(Reuters) - FIFA presidential candidate Prince Ali Bin Al Hussein of Jordan has complained to world soccer’s governing body about an agreement signed between the African and Asian confederations, believing it may breach election rules.
Asian Football Confederation (AFC) President Sheikh Salman Bin Ebrahim Al Khalifa and Confederation of African Football (CAF) counterpart Issa Hayatou signed a ‘co-operation agreement’ in Rwanda on Friday, just over a month before the FIFA presidential election in Zurich on Feb. 26.
Sheikh Salman, South African politician and businessman Tokyo Sexwale and Prince Ali are among five candidates standing in the election, with the Jordanian fearing vote deals had been struck between the two confederations who will have a combined 100 votes in the 209-member poll.
“The timing of this MOU (memorandum of understanding)between the AFC and the CAF looks like a blatant attempt to engineer a bloc vote,” Prince Ali said in a statement.
“Questions must be asked: was this deal approved by the members of the executive committees of both the AFC and CAF and is the timing of the announcement, prior to a presidential election, acceptable?”
Sheikh Salman’s campaign issued a statement describing Ali’s complaint as “an unnecessary spat between FIFA candidates”.
The statement pointed out that the AFC has similar MOU agreements with a number of other bodies including Europe’s UEFA and North and Central American confederation CONCACAF.
Salman’s team said that work on the CAF MOU began long before the election campaign.
“Sheikh Salman decided to join the FIFA presidential race as late as October last year, more than five months after the CAF negotiations had started in Zurich,” said the statement.
Salman said: “I am astonished about my friend’s comments which are wholly dismissed and entirely inaccurate,” he said.
A spokesman for FIFA’s ad-hoc election committee confirmed the complaint had been received and said it would now be analyzed.
Ali’s team did not state which specific FIFA electoral rule they believe Salman may have broken.
Former FIFA official Jerome Champagne and UEFA general secretary Gianni Infantino are also standing in next month’s election which will go ahead with FIFA mired in the worst corruption scandal in its history. Criminal investigations are under way in the United States and Switzerland.

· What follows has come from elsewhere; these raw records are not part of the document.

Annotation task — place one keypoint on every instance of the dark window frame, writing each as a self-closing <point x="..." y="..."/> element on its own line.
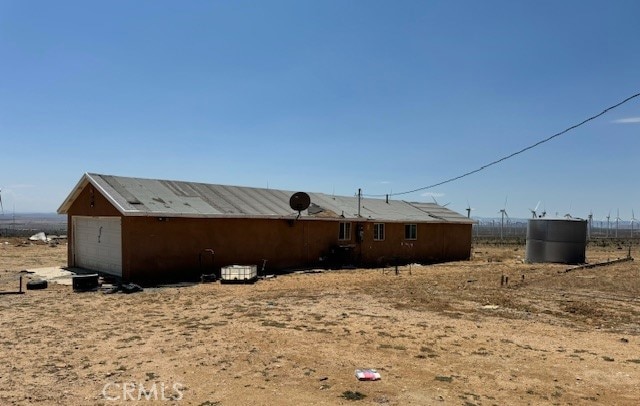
<point x="344" y="233"/>
<point x="411" y="231"/>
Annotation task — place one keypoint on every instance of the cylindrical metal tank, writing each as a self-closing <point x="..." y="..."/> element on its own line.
<point x="556" y="240"/>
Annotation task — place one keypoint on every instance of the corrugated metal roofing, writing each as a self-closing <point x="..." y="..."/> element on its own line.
<point x="164" y="198"/>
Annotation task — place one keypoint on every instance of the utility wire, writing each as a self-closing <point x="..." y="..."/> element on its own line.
<point x="497" y="161"/>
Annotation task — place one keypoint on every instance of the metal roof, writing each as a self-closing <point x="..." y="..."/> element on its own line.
<point x="165" y="198"/>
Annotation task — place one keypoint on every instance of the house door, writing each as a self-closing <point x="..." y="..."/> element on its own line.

FIFA’s own ethics committee has sanctioned a number of officials, the most notable being FIFA president Sepp Blatter and European soccer boss Michel Platini who were both banned for eight years. Both deny wrongdoing.
The 40-year-old Jordanian royal, who was beaten by 133-73 votes by Blatter in the last FIFA presidential election in May, published his election manifesto earlier this month calling for more transparency at FIFA and term limits for senior officials.
He said FIFA faces a “catastrophic” future if the wrong man is elected.